Best Practices, Says Who?

Sometimes, it seems no practice is more saturated with (mostly) well-intentioned tips, guidelines and dos-and-don’ts than UX. I’ve lost count of all the Top 10 lists on the subject I’ve read and already forgotten. Online media is overflowing with articles and blog posts (much like this one) that purport to objectively lay down the law of what is good and right in the realm of user experiences, even though UX people are usually the first to caution against generalizations and to acknowledge that all users are different.

However, once in a while, you stumble on a piece of writing that makes you think and take stock of what you know, or think you know, about UX. Those pieces are usually the most meaningful ones, not because they give you pre-packaged, wholesale “truths”, but because they force you to try and frame your own truth.

Here is such a piece: http://thehipperelement.com/post/128705195169/15-ux-commandments

To summarize, the blog post outlines 15 basic tenets of good UX:

  1. Only ask the questions to which you really need answers.
  2. Demonstrate uncertainty.
  3. Reconstruct your own previous errors of thought and elucidate to your colleagues and clients what factors lead to a changed mind.
  4. Do not let the terms with which you understand the world get in the way of understanding it.
  5. Give up any desire to be the smartest person in the room.
  6. Remember that people — including you — have bodies, and bodies require movement, sustenance, rest, and relief.
  7. Leave room for creativity.
  8. Preserve and sustain whatever delusions you’ve found necessary to behave in good faith.
  9. Do not be afraid to state the obvious.
  10. A socratic bully is still a bully.
  11. Thoroughly prepare, including making preparations to abandon your preparations entirely.
  12. Listen with your body.
  13. Suspect charisma.
  14. Conduct yourself in such a way that your colleagues can eventually forget that you exist.
  15. It never hurts to start with the basics.

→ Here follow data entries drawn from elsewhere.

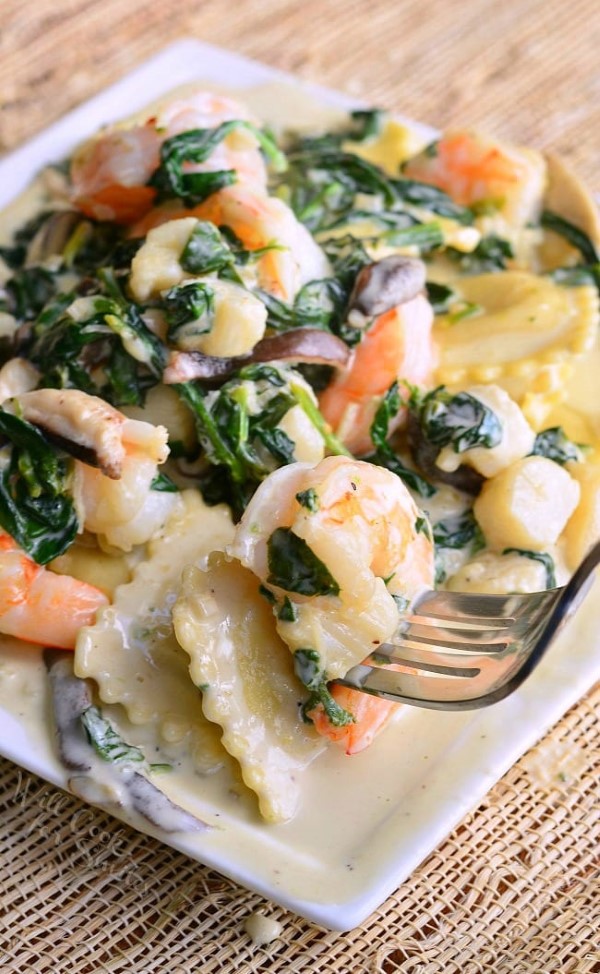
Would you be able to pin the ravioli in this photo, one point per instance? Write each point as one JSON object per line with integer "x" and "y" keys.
{"x": 132, "y": 652}
{"x": 248, "y": 683}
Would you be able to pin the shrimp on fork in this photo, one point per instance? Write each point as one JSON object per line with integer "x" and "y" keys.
{"x": 39, "y": 606}
{"x": 357, "y": 528}
{"x": 110, "y": 173}
{"x": 398, "y": 345}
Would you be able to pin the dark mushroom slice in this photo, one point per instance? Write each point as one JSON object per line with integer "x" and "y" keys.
{"x": 85, "y": 426}
{"x": 385, "y": 284}
{"x": 70, "y": 698}
{"x": 425, "y": 454}
{"x": 53, "y": 236}
{"x": 154, "y": 805}
{"x": 302, "y": 345}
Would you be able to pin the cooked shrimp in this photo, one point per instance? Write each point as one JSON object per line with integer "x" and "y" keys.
{"x": 398, "y": 345}
{"x": 259, "y": 221}
{"x": 358, "y": 528}
{"x": 94, "y": 429}
{"x": 472, "y": 169}
{"x": 39, "y": 606}
{"x": 370, "y": 716}
{"x": 109, "y": 173}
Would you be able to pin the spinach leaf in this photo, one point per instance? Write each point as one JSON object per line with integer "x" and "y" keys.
{"x": 384, "y": 455}
{"x": 196, "y": 146}
{"x": 288, "y": 611}
{"x": 336, "y": 714}
{"x": 431, "y": 198}
{"x": 308, "y": 669}
{"x": 107, "y": 744}
{"x": 460, "y": 421}
{"x": 572, "y": 234}
{"x": 73, "y": 337}
{"x": 540, "y": 556}
{"x": 492, "y": 253}
{"x": 458, "y": 532}
{"x": 294, "y": 567}
{"x": 555, "y": 445}
{"x": 189, "y": 310}
{"x": 206, "y": 250}
{"x": 36, "y": 507}
{"x": 28, "y": 290}
{"x": 440, "y": 297}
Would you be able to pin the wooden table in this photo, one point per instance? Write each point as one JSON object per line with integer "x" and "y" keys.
{"x": 515, "y": 889}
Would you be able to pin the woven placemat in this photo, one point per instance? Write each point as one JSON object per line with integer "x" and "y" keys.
{"x": 513, "y": 890}
{"x": 516, "y": 888}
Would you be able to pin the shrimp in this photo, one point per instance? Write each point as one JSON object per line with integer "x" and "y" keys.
{"x": 473, "y": 169}
{"x": 110, "y": 173}
{"x": 119, "y": 458}
{"x": 259, "y": 221}
{"x": 39, "y": 606}
{"x": 356, "y": 528}
{"x": 398, "y": 345}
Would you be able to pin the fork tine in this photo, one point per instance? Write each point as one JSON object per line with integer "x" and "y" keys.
{"x": 465, "y": 640}
{"x": 443, "y": 663}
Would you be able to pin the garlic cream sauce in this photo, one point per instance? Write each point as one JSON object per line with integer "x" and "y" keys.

I found this blog post to be very interesting, but to me, who’s been in marketing most of my professional life, it’s also quite provocative. It’s a bit if a challenge to apply these tenets to marketing and sales, which is more about persuasion than usability; more about making experiences seductive than rational. The blog post seems to dismiss this as immoral, and while I can see that point, I think it is a bit naive and simplistic, and represents the issue in a one-dimensional manner.

The most concrete way I run into the dichotomy between functionality and persuasion in my work is when people ask me to apply “industry best practices”. It’s clear to me that clients don’t necessarily mean the same thing by that as do UX practitioners. To clients, “best practices” means that which through testing has been proven to increase conversions, but to UX practitioners, “best practices” typically means that which empowers users to do what they need to do, and facilitates task completion, as can be proven out in usability studies.

These two interpretations need to be reconciled, because ultimately, the most basic premise of marketing is that you can affect a change in what consumers want and intend to do, and that consumers may not always be 100% sure about what that is beforehand. So, at the very least UX should, in a marketing context, strive to support that decision-making process. And whenever someone tries to aid someone else’s decisions, it would be foolish to think that such an outside influence would not inherently affect the outcome. Whether that influence is moral or immoral is defined by what the suggested outcome is, not by the mere act of influencing the decision. Obviously, suggesting a donation to charity is not immoral, but suggesting a purchase of a product produced with child labor is. Either way, I would argue that there is no such thing as a perfectly unbiased or unaffected choice. As human beings, our choices are never entirely free.

So, what constitutes a “best practice” in an interactive medium depends on what the desired outcome is, and who is asking the question.